野球とともに、米国人が最も好むスポーツであるアメリカン・フットボールは、代表的な戦略ゲームの一つだ。アメフトは一見、体の大きな若者がもつれてぶつかり合う単純で荒々しいスポーツのように見えるが、一瞬に多様な作戦が駆使される。攻守の核心はクウォーターバック(quarterback)である。クウォーターバックのサインひとつで、残りの選手10人は一糸乱れず動く。ポジションの中には、ラインバッカー(linebacker)という役割もある。守備手に分類されるラインバッカーは、グランドを縦横に縫って走り、時には攻撃にも加わるなど、サッカーでいえばリベロのような機能をする。
◆最近、在韓米軍関係者らがこの「ラインバッカー」という言葉を使い始め、関心を集めている。昨日、米第2師団公報室の米軍将校が、「第2師団は、引界鉄線(tripwire)ではなく、ラインバッカーの役割をしなければならない」という師団長の言葉をマスコミに流した。これまで米国は、「引継鉄線」という表現に抵抗感を抱いてきた。「引継鉄線」という言葉そのものが、戦争勃発時の米軍の自動的な介入への保障を得るために、第2師団が北朝鮮の攻撃射程圏内に駐留しなければならないという論理が含まれているためだ。そう考えると、ラインバッカーは在韓米軍が引継鉄線のくびきを取り除く代わりに出した新しい概念だと考えることもできる。

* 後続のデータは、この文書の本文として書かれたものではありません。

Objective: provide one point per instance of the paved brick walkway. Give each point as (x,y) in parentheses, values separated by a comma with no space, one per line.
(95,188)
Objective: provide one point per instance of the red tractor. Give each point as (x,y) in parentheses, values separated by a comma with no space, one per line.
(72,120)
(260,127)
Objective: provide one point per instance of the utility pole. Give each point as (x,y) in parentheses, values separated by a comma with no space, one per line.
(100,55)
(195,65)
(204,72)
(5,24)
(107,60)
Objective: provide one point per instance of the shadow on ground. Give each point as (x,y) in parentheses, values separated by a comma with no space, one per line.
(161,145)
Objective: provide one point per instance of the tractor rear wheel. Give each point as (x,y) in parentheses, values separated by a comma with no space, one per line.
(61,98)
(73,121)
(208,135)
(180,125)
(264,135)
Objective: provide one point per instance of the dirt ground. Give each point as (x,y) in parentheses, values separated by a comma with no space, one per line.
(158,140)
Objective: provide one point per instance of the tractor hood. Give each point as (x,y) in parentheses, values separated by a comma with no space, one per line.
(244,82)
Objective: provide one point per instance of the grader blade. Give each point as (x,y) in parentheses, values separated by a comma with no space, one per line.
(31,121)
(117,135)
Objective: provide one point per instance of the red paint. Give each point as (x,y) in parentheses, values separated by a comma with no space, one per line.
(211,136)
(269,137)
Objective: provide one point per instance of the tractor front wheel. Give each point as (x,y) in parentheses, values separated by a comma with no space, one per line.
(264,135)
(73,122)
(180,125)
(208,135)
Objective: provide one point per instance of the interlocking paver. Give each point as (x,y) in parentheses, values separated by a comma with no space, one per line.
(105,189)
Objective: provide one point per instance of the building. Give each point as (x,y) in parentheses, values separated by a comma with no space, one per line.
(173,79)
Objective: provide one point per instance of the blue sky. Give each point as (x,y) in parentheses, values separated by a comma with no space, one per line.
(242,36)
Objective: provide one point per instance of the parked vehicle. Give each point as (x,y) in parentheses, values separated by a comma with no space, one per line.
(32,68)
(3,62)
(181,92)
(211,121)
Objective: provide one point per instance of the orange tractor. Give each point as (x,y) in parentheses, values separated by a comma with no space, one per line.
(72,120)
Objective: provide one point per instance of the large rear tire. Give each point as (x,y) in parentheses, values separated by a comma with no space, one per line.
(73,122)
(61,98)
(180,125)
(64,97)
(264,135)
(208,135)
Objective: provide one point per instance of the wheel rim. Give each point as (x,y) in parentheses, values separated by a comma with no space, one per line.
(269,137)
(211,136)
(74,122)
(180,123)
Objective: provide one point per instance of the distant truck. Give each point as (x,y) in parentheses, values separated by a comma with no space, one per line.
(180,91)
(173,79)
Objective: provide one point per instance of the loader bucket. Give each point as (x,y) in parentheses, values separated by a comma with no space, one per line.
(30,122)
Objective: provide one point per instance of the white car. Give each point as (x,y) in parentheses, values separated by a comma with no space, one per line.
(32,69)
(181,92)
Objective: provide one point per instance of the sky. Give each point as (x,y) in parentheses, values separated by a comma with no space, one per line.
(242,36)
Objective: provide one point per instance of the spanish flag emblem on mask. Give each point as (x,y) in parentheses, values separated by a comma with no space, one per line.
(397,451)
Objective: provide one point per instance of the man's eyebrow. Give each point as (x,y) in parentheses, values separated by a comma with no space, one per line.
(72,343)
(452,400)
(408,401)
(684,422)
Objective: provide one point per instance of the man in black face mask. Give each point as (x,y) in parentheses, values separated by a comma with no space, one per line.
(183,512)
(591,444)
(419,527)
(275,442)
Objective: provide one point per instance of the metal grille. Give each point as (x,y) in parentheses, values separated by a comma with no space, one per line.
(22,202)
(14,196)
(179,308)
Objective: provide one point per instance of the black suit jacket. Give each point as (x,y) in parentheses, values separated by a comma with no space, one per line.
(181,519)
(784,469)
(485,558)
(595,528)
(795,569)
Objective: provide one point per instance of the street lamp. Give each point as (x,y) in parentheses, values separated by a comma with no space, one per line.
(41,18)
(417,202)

◆多くの状況から、第2師団のラインバッカーの役割が口先だけではないことは、明らかだ。米国は数日前、今後数年間にわたって110億ドルを投入して、在韓米軍の戦力を大幅に強化すると発表した。最近の在韓米軍の再配置は、ブッシュ政権が世界的レベルで推進中の軍事力の軽量化・機動化戦略を反映したという話もある。先端兵器を備えた迅速配置旅団(Stryker Brigade Combat Team)を韓国に循環配置するという構想がそんな例だ。ボクシングにたとえると、在韓米軍は、相手の至近距離で闘うインファイターから、周辺をまわって機会を狙うアウトボクサーにスタイル変化を図っているわけだ。
◆問題はこのような在韓米軍の変化の兆しを周辺国が憂慮しているという点だ。北朝鮮だけでなく、中国も一昨日、「在韓米軍の後方配置が、韓半島の危機状況を複雑にさせ得る」と述べた。この問題が、韓国の安保を強化する一方、不安要因にもなり得るということだ。在韓米軍の再編過程に、韓国の声がどれほど反映されるのだろうか。アメフトがチームワークのゲームであるように、韓半島での軍事作戦も、韓米両国のチームワークによって勝負が決まるという事実に注目すべきである。